I designed a robot arm that simulates the human elbow-forearm structure. The model consists of a one-axis upper arm part and a two-axis forearm part, connected by an elbow joint. With this model, I attempted to create a structure that can flex and extend at the joint and simultaneously rotate at the distal end of the forearm.
Geodesic curves on the cone were used for the two axes of the forearm part. Mathematically it is generally known that
· When a cone rolls on a plane, the conic vertex does not move [theorem 1], and
· When a cone rolls on a plane, the geodesic curve on the cone moves on a straight line on a plane [theorem 2].
With these theorems, I produced two movement models.
Model I: When two cones and the geodesic curves on the cones roll on the front and reverse sides of one plane, they always touch during motion on a straight line on the plane.
Model II: This is the movement model produced by adding a straight line that connects two conic vertexes to model I. Two geodesic curves on the cone can turn around the straight line.
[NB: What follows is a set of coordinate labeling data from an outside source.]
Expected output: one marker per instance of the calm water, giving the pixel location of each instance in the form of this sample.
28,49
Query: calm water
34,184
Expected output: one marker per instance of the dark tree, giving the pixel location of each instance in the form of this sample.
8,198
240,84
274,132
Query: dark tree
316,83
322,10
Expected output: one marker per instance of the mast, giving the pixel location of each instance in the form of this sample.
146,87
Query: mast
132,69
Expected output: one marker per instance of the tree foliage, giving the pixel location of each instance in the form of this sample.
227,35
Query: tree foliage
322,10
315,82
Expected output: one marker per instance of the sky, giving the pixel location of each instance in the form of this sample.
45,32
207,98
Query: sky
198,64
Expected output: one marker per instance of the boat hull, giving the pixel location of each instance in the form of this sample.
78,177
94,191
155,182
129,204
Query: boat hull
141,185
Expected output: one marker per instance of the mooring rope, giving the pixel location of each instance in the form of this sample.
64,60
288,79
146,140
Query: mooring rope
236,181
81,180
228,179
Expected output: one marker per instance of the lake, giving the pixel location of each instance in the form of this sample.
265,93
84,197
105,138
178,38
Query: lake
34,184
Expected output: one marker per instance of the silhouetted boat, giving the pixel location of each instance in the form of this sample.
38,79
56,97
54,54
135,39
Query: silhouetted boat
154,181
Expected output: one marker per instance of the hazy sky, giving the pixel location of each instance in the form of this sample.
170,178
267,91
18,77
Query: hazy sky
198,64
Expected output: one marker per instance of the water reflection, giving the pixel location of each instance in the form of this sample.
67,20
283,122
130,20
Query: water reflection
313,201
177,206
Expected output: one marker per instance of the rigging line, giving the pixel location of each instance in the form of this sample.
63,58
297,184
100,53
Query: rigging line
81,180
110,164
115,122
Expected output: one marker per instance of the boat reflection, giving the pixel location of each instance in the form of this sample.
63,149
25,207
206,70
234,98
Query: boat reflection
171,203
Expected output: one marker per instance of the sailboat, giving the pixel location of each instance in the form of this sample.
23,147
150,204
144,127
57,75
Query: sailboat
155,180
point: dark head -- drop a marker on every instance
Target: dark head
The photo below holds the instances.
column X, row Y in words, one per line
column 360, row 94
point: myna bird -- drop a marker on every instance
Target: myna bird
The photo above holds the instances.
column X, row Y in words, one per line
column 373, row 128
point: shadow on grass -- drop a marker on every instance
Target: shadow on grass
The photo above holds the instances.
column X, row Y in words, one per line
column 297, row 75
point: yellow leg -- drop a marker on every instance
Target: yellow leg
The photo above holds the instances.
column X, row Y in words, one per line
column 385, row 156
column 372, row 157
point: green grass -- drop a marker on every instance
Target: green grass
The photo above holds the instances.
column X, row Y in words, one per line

It was shown that movement model II was a structure for which rotation at the distal end of the forearm part was possible simultaneously with flexion and extension at the elbow joint part. Movement model II was redefined from the geometric movement conditions near the point of contact of the two geodesic curves on the cone. Further modification of these geometric movement conditions resulted in a new model with more natural movement of a human elbow-forearm structure.